US Justice Department retreats on Trailblazer whistleblower

The US Justice Department has been routed in its elaborate case against a National Security Agency worker who handed data to a reporter.

The Justice Department has reached a plea deal in a controversial leak case against Thomas Drake. He will plead guilty to one charge of unauthorised use of a computer because he accessed the agency’s intranet, but Drake will not go to jail over the matter.

This is a far cry from the 10 charges that the DoJ had against Drake, including obstruction of justice, lying to the FBI and illegal possession of classified NSA documents under the seldom-used Espionage Act of 1917. If he had been convicted he could have been banged up for 35 years.

Drake blew the whistle on some of the antics of the NSA which had been using a tool called Trailblazer Project which violated privacy, the Fourth Amendment, shedloads of other laws and cost a bomb.

Drake worked his way through the legal processes that are prescribed for government employees who believe that questionable activities are taking place in their departments, including the Intelligence Community Whistleblower Protection Act, but he did not get very far.

In 2003, Trailblazer was declared an expensive flop and secretly axed. But Drake felt the NSA was committing serious crimes and decided to reveal information to a reporter.

He contacted Siobhan Gorman, of The Baltimore Sun, sending her emails through hushmail and discussing various topics.

Drake said that he never gave her sensitive or classified information but Gorman had enough to write several articles about waste, fraud, and abuse at the NSA, including articles on Trailblazer. She even got an award for it.

In November 2007, Drake was charged with “disclosing classified information to a newspaper reporter and for conspiracy”.

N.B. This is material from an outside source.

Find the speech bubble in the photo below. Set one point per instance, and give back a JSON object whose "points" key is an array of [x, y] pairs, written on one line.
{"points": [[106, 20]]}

The case has not gone very well for the DoJ. Not only was there a huge backlash against Drake’s prosecution, the government was being seen as hassling whistleblowers.

Not only that, a judge involved in the process ruled that there was no evidence to suggest Drake had passed any classified information to any reporter.

Drake’s lawyers claim he is a beleaguered whistleblower, while prosecutors say the only issue in the case is whether he illegally kept classified materials on a personal computer and in his basement.